Among all this telephonic activity he rang me only once. Although the overpowering bossiness had not returned to his voice, he sounded stilted and displeased, and I gathered that the champagne truce had barely seen me out of the door.
He rang on the Thursday evening after I got back from Doncaster, and I told him how helpful everyone had been.
‘Hmph,’ he said, ‘I’ll ring the Clerk of the Course tomorrow, and ask him to keep an eye on things.’
‘Have you entirely cornered the telephone trolley?’ I asked.

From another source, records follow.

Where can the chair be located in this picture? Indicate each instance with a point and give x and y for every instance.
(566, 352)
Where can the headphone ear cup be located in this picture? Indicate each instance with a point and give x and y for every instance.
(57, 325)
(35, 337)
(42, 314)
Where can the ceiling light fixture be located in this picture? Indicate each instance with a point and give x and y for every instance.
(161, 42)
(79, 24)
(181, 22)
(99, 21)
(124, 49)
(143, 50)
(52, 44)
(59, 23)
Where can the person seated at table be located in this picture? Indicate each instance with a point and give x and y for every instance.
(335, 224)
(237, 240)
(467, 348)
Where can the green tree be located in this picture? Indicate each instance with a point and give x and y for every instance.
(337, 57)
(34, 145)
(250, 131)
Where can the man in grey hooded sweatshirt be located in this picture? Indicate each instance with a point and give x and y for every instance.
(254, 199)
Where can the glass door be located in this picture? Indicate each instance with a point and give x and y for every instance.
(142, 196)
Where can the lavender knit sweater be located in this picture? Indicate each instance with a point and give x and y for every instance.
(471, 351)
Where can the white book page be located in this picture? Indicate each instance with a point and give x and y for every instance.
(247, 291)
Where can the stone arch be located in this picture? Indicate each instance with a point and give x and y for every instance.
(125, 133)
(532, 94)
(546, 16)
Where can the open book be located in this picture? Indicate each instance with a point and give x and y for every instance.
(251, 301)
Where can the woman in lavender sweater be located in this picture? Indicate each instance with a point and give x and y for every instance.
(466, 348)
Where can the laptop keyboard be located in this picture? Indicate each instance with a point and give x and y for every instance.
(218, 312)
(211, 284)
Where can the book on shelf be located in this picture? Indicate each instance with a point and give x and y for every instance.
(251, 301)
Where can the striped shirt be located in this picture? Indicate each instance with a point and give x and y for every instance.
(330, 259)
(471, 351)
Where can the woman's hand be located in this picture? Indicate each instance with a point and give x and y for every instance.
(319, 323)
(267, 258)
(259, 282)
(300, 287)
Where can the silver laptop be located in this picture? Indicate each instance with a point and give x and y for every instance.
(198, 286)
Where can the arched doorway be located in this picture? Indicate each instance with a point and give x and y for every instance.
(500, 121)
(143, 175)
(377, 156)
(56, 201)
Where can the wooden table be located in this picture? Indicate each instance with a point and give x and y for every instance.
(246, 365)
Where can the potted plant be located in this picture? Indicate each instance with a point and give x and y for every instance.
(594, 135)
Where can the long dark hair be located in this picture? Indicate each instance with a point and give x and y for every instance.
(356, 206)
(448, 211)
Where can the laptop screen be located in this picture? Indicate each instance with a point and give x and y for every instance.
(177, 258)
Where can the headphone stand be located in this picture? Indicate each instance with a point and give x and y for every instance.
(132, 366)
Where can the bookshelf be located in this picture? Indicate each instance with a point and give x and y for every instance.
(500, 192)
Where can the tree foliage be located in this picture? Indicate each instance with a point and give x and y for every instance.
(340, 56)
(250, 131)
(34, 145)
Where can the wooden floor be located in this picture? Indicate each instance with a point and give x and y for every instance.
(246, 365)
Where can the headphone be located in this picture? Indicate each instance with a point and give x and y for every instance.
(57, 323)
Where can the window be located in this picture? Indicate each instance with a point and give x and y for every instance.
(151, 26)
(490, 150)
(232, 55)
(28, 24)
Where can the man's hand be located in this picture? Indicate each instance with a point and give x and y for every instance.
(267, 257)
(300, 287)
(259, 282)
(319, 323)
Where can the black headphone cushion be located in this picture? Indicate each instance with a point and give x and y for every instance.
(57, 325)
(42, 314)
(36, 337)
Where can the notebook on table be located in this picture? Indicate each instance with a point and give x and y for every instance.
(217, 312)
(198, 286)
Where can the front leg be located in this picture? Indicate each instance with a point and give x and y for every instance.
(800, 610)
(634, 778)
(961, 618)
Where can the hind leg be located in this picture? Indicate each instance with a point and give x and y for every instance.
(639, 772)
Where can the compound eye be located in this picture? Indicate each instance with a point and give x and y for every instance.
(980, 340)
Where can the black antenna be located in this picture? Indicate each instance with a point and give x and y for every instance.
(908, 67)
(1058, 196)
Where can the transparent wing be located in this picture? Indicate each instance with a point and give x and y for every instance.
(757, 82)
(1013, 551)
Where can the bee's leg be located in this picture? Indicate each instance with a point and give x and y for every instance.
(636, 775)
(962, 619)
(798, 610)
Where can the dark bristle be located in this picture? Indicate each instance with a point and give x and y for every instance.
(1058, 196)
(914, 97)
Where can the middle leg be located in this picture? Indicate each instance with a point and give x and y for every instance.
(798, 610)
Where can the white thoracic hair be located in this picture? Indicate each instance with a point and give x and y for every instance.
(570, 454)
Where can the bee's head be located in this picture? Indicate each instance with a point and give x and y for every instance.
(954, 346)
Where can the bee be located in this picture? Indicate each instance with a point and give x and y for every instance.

‘Telephone trolley? Could never get hold of it for long enough. Too many people asking for it all the time. No, no. I told them I needed my own private extension, here in this room, and after a lot of fuss and delay they fixed one up. I insisted, of course, that I had a business to run.’
‘And you insisted often?’
‘Of course,’ he said without humour, and I knew from long experience that the hospital had had as much chance as an egg under a steamroller.
‘The horses aren’t as backward as you think,’ I told him. ‘You don’t really need to be so pessimistic.’
‘You’re no judge of a horse,’ he said dogmatically; and it was the day after that that he talked to the Press.
Major Barnette gloomed away in the parade ring a
nd poured scorn and pity on my hefty bet.
‘Your father told me not to throw good money after bad,’ he said. ‘And I can’t think why I let you persuade me to run.’
‘You can have fifty of my hundred, if you like.’ I offered it with the noblest of intentions, but he took it as a sign that I wanted to get rid of some of my losses.
‘Certainly not,’ he said resentfully.
He was a spare, elderly man of middle height, who stood at the slightest provocation upon his dignity. Sign of basic failure, I diagnosed uncharitably, and remembered the old adage that some owners were harder to train than their horses.
The twenty-nine runners for the Lincoln were stalking long-leggedly round the parade ring, with all the other owners and trainers standing about in considering groups. Strong, cold northwest winds had blown the clouds away and the sun shone brazenly from a brilliant high blue sky. When the jockeys trickled through the crowd and emerged in a sunburst into the parade ring their glossy colours gleamed and reflected the light like children’s toys.
The old–young figure of Tommy Hoylake in bright green bounced towards us with a carefree aura of play-it-as-it-comes, which did nothing to persuade Major Barnette that his half share of the horse would run well.
‘Look,’ he said heavily to Tommy, ‘just don’t get tailed off. If it looks as if you will be, pull up and jump off, for God’s sake, and pretend the horse is lame or the saddle’s slipped. Anything you like, but don’t let it get around that the horse is no good, or its stud value will sink like a stone.’
‘I don’t think he’ll actually be tailed off, sir,’ Tommy said judiciously, and cast an enquiring glance up at me.
‘Just ride him as you suggested,’ I said, ‘and don’t leave it all in the lap of the gods.’
He grinned. Hopped on the horse. Flicked his cap to Major Barnette. Went on his light-hearted way.
The Major didn’t want to watch the race with me, which suited me fine. My mouth felt dry. Suppose after all that my father was right … that I couldn’t tell a fit horse from a letterbox, and that he in his hospital bed was a better judge. Fair enough, if the horse ran stinkingly badly I would acknowledge my mistake and do a salutary spot of grovelling.